Teprotumumab's dosing regimen and adverse reactions were detailed in the study, offering critical guidance for clinicians.6 However, it should be noted that the study cohort was small due to the rarity of the disease, and long-term follow-up data were lacking.
Teprotumumab is recommended for the management of TED, regardless of the disease's activity level or duration. Begin the treatment with a dosage of 10 mg/kg for the initial infusion, followed by subsequent infusions of 20 mg/kg every 3 weeks for a total of 7 additional infusions. Medication should be administered via intravenous infusion over a duration of 60 to 90 minutes. Teprotumumabmay cause severe infusion reactions, exacerbate preexisting inflammatory bowel disease, cause hyperglycemia, or cause severe hearing impairment.7
Teprotumumab is estimated to be a high-cost treatment, with a significant financial burden for patients. Accessibility and affordability may be major concerns for individuals seeking this groundbreaking therapy.

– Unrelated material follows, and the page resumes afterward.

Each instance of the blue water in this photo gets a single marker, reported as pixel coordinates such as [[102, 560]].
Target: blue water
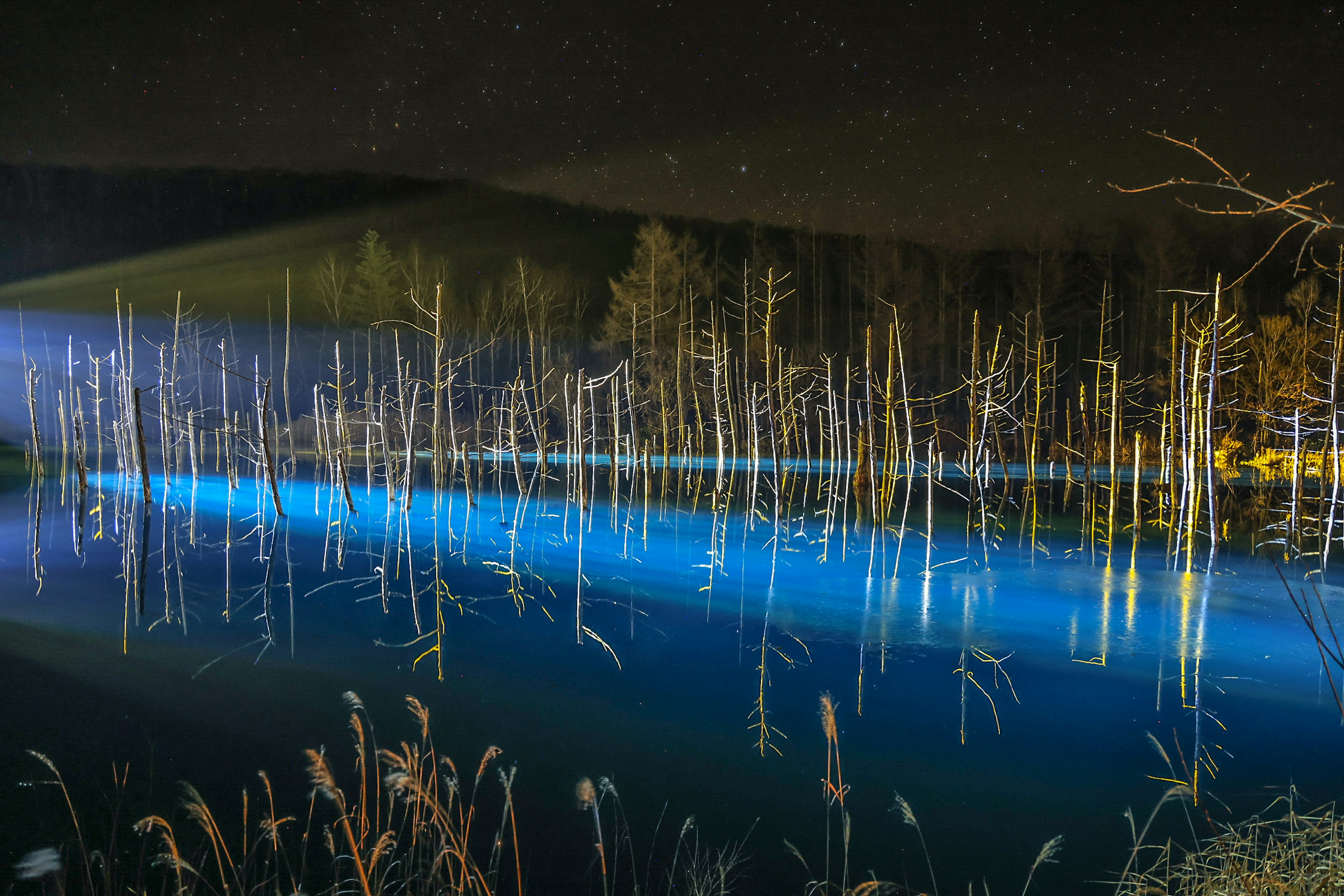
[[256, 625]]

Teprotumumab represents a significant advancement in the treatment of TED, offering hope for patients with this debilitating condition. Although the study demonstrated impressive results, further research is needed to address the limitations and ensure the therapy's long-term safety and efficacy. Additionally, efforts must be made to make this treatment more accessible to those who can benefit from it, given its potential to transform the lives of individuals living with TED.
- Lang J, Harris N, Tullis Webster S. Racing the rundle against thyroid eye disease: a new clinical approach to this condition may give patients a fighting chance at recovery. Review of Optometry. 2020;157(6).
- Smith TJ, Hegedüs L. Graves’ Disease. N Engl J Med. 2016;375(16):1552–65.
- Şahlı E, Gündüz K. Thyroid-associated Ophthalmopathy. Turk J Ophthalmol. 2017 Apr;47(2):94-105. doi: 10.4274/tjo.80688. Epub 2017 Apr 1. PMID: 28405484; PMCID: PMC5384127.
- Hoang TD, Stocker DJ, Chou EL, Burch HB. 2022 Update on Clinical Management of Graves Disease and Thyroid Eye Disease. Endocrinol Metab Clin North Am. 2022 Jun;51(2):287-304. doi: 10.1016/j.ecl.2021.12.004. Epub 2022 May 11. PMID: 35662442; PMCID: PMC9174594.
- Smith TJ, Janssen JAMJL. Insulin-like growth factor-I receptor and thyroid-associated ophthalmopathy. Endocr Rev. 2019;40(1):236–267.
- Douglas RS, Kahaly GJ, Patel A, et al. Teprotumumab for the Treatment of Active Thyroid Eye Disease. N Engl J Med. 2020 Jan 23;382(4):341-352. doi: 10.1056/NEJMoa1910434. PMID: 31971679.
- Tepezza (teprotumumab) [prescribing information]. Lake Forest, IL: Horizon Therapeutics USA Inc; January 2020.